Seit zwei Jahren ist die Allen Street für Autos gesperrt und der Asphalt unter einer dicken Schicht Wüstensand versteckt. Der wirbelt auf, wenn die alten Postkutschen mit Touristen vorbeirollen. Die Zügel haben Männer mit Cowboyhüten in der Hand, die vom Kutschbock aus per Headset das alte Tombstone erklären. Ihr Singsang schallt mit dem Wind über die Straße. Rechts und links sind die Fassaden der historischen Holzhäuser in kräftigen Farben gestrichen. Die Touristen in Shorts und T-Shirt laufen unter den Vorbauten auf Holzdielen. Über ihren Köpfen baumeln an Ketten befestigt schwere Schilder mit Frakturschrift. Ein Geschäft reiht sich an das nächste: Boutiquen mit Fransenjacken, Läden mit Whiskeyflaschen, Hüten, Indianerschmuck.

Es war Ben T. Traywick, wer sonst, der die erste Show im OK Corral eröffnete. Die Besucher wollten nicht nur Berichte von dem Gefecht hören, sie wollten es auch sehen. Traywick legte sich den Coltgürtel um, ließ seinen Schnäuzer wachsen und nahm sich die Hauptrolle. Wyatt Earp war zurück. Und wenn am nächsten Donnerstag der 125. Jahrestag der Schießerei gefeiert wird, kommt sogar ein echter Nachfahre der Earp-Brüder in die Stadt. Der kann dann vor dem „Crystal Palace Saloon“ Zeuge sein, wie Virgil aus dem Hinterhalt auf offener Straße der Arm mit einem Schuss zerfetzt wird – jedenfalls wird es so aussehen, als ob. Drei Tage lang wird nachgestellt, was an historischen Schießereien auf Tombstones Straßen überliefert ist.

Neben dem OK Corral ist der „Boothill“, der Stiefelhügel, die Attraktion von Tombstone. Dort, auf dem Friedhof am nördlichen Stadtrand, ruhen die Verlierer der OK-Corral-Schießerei Billy Clanton, Frank und Tom McLaury in einer Reihe unter dicken Steinen. Die Erde ist zu hart, um tief zu graben. Auf Holzschildern steht: „Ermordet in den Straßen von Tombstone.“ Der Schusswechsel hatte damals die Einwohner entzweit. Viele hielten die Earps für Mörder. „Wir haben da unsere eigene, ein wenig verrückte Art, damit umzugehen“, sagt Teresa Benjamin, geflochtener Zopf, die Jeans in den Fransenboots. Sie steht in der prallen Sonne zwischen Gräbern und Kakteen und grinst. Die Earps seien hier nur die Republikaner, die Clantons und McLaurys die Demokraten. Aber über Politik möchte die 47-Jährige nicht weiter reden.
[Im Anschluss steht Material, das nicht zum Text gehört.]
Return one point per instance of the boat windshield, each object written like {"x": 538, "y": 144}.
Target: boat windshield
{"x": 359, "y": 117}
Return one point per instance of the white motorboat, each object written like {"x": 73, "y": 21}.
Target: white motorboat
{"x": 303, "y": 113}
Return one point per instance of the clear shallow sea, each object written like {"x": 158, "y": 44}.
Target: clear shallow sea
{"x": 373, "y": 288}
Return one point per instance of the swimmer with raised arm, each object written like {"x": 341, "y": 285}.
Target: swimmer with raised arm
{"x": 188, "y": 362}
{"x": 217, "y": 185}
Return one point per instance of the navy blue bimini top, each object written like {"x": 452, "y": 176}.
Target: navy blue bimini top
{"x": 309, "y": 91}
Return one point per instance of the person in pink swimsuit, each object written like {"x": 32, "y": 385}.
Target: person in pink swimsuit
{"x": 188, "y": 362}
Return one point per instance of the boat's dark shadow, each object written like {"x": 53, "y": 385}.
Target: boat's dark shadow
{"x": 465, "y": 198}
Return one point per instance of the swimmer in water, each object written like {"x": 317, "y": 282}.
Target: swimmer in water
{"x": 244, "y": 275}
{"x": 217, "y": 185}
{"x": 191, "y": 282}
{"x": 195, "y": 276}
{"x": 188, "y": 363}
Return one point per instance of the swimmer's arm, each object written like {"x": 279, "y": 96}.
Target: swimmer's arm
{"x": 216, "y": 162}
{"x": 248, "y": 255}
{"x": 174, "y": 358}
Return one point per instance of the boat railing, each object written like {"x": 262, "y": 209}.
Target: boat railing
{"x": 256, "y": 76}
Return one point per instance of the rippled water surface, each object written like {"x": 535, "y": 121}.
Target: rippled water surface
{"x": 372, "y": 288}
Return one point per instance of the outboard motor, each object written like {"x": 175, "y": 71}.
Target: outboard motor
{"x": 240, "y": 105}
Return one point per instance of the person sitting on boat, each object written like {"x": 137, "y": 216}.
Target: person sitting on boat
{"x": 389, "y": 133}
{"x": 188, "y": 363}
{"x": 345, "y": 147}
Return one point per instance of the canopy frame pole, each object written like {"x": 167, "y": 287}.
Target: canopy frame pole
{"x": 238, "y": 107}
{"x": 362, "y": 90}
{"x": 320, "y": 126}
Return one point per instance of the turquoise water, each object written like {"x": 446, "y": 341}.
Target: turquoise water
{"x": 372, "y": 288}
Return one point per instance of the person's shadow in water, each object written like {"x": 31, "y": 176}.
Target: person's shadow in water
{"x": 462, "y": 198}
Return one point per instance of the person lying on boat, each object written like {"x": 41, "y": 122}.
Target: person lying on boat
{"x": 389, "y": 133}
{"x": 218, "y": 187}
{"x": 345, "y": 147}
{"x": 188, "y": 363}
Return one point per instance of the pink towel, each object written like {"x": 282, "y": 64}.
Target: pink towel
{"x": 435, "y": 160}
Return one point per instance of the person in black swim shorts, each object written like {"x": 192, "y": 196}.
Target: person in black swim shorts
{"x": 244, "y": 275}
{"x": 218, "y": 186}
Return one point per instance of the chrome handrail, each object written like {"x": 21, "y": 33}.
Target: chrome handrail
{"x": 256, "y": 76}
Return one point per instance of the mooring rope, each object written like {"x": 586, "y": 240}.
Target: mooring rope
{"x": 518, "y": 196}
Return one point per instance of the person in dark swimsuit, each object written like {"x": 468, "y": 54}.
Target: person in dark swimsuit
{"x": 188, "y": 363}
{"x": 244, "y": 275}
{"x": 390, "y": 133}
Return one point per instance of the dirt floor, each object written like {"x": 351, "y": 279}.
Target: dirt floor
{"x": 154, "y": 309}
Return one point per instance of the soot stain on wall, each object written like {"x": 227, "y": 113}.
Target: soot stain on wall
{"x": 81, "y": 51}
Dann schon lieber über die Minen. Ein Erdbeben im nahen Mexiko habe den Erzabbau in Tombstone 1887 gestoppt, weil es den Verlauf des San-Pedro-Flusses änderte und so die Schächte flutete. „Yes, mam, in diesen Hügeln sind noch Tonnen von Silber.“ Teresa Benjamin sagt es laut, fast andächtig und zeigt in die Ferne. Vor sechs Jahren wollte sie eigentlich nur im „Big Nose Kate Saloon“ heiraten, der nach der Freundin von Doc Holliday benannt ist. Tombstone habe sie aber nicht mehr losgelassen, „wie viele hier.“ Die Leute würden das einfache Leben schätzen. Es sei so ruhig, es gebe keinen Konkurrenzkampf, keine Kriminalität. Dafür laufen in Tombstone auffällig viele mit Pistolen am Gürtel herum. „Das ist hier völlig legal.“ Sie lacht, oft sei das doch nur Show, seien die Waffen nicht einmal geladen.
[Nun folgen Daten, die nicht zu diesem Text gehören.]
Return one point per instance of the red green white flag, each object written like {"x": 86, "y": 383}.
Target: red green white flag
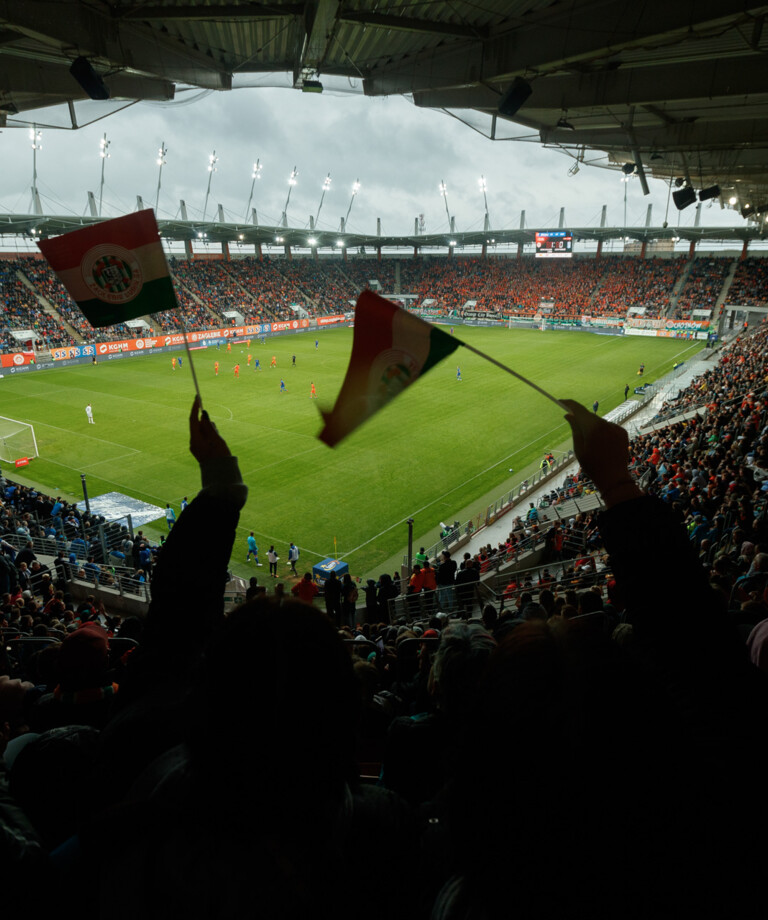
{"x": 391, "y": 349}
{"x": 114, "y": 270}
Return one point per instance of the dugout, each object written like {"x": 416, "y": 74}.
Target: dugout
{"x": 322, "y": 570}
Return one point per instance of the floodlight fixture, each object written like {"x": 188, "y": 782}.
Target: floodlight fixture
{"x": 444, "y": 192}
{"x": 161, "y": 154}
{"x": 712, "y": 192}
{"x": 105, "y": 155}
{"x": 326, "y": 186}
{"x": 291, "y": 182}
{"x": 212, "y": 161}
{"x": 255, "y": 174}
{"x": 36, "y": 136}
{"x": 355, "y": 190}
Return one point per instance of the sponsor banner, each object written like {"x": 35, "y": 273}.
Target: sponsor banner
{"x": 18, "y": 358}
{"x": 147, "y": 343}
{"x": 294, "y": 325}
{"x": 73, "y": 351}
{"x": 687, "y": 325}
{"x": 633, "y": 330}
{"x": 603, "y": 320}
{"x": 637, "y": 323}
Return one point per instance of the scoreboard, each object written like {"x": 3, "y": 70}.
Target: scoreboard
{"x": 554, "y": 244}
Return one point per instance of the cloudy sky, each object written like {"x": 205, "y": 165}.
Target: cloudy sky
{"x": 399, "y": 154}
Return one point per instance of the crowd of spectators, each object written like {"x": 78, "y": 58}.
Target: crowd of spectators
{"x": 23, "y": 311}
{"x": 266, "y": 290}
{"x": 530, "y": 759}
{"x": 749, "y": 287}
{"x": 645, "y": 283}
{"x": 703, "y": 286}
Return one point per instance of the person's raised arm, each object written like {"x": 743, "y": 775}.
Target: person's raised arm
{"x": 662, "y": 581}
{"x": 191, "y": 573}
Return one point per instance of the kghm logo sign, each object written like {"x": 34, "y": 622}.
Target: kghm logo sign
{"x": 112, "y": 273}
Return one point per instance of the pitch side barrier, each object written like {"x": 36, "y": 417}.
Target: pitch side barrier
{"x": 21, "y": 362}
{"x": 459, "y": 533}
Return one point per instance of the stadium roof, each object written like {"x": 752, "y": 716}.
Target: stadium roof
{"x": 37, "y": 227}
{"x": 674, "y": 90}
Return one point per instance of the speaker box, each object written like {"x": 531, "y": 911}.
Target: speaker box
{"x": 683, "y": 197}
{"x": 82, "y": 70}
{"x": 514, "y": 97}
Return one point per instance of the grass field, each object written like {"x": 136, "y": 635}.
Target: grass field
{"x": 437, "y": 448}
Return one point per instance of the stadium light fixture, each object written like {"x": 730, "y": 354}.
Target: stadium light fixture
{"x": 212, "y": 161}
{"x": 36, "y": 136}
{"x": 105, "y": 155}
{"x": 444, "y": 192}
{"x": 291, "y": 182}
{"x": 484, "y": 188}
{"x": 161, "y": 154}
{"x": 326, "y": 186}
{"x": 255, "y": 174}
{"x": 355, "y": 190}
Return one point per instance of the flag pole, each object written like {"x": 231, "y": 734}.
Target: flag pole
{"x": 189, "y": 357}
{"x": 509, "y": 370}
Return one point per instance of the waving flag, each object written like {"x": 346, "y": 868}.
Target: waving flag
{"x": 114, "y": 270}
{"x": 391, "y": 349}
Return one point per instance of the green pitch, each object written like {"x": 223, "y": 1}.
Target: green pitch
{"x": 436, "y": 449}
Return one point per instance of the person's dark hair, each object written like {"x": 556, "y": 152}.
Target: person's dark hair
{"x": 278, "y": 676}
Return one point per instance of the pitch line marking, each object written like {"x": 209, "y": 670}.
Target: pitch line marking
{"x": 70, "y": 431}
{"x": 439, "y": 498}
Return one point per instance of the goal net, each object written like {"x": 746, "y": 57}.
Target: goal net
{"x": 17, "y": 440}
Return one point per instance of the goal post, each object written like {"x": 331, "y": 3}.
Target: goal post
{"x": 17, "y": 440}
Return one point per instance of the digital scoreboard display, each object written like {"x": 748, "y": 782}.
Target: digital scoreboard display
{"x": 554, "y": 244}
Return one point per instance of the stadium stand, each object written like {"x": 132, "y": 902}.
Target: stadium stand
{"x": 703, "y": 286}
{"x": 749, "y": 287}
{"x": 278, "y": 289}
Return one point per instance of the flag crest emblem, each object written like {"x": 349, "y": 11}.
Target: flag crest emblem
{"x": 112, "y": 273}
Jim Nibarra würde die Silberminen gerne wieder in Betrieb sehen. „Das wäre sicher gut für Tombstone.“ Der 42-Jährige, gestreiftes Hemd, Jeans, korpulent, steht in Tombstones ältestem Waffengeschäft „G. F. Spangenberg“ hinter einem breiten Verkaufstresen, im Rücken zig Gewehre, in Regalen aufgestellt, der Lauf nach oben. Spangenberg, von einem Deutschen gegründet, ist eines der ältesten Geschäfte der Stadt, hier sollen schon die Earps ihre Pistolen gekauft haben. Vor Jim Nibarra liegen unter Glas die Schmuckstücke des Ladens: Neben Revolvern aus dem 19. Jahrhundert auch Belly-Guns, die so heißen, weil sie gut versteckt werden konnten. Wenn der Spieler sie dann am Pokertisch zog, konnte er sie dem Gegner schnell in den „belly“, den Bauch, drücken.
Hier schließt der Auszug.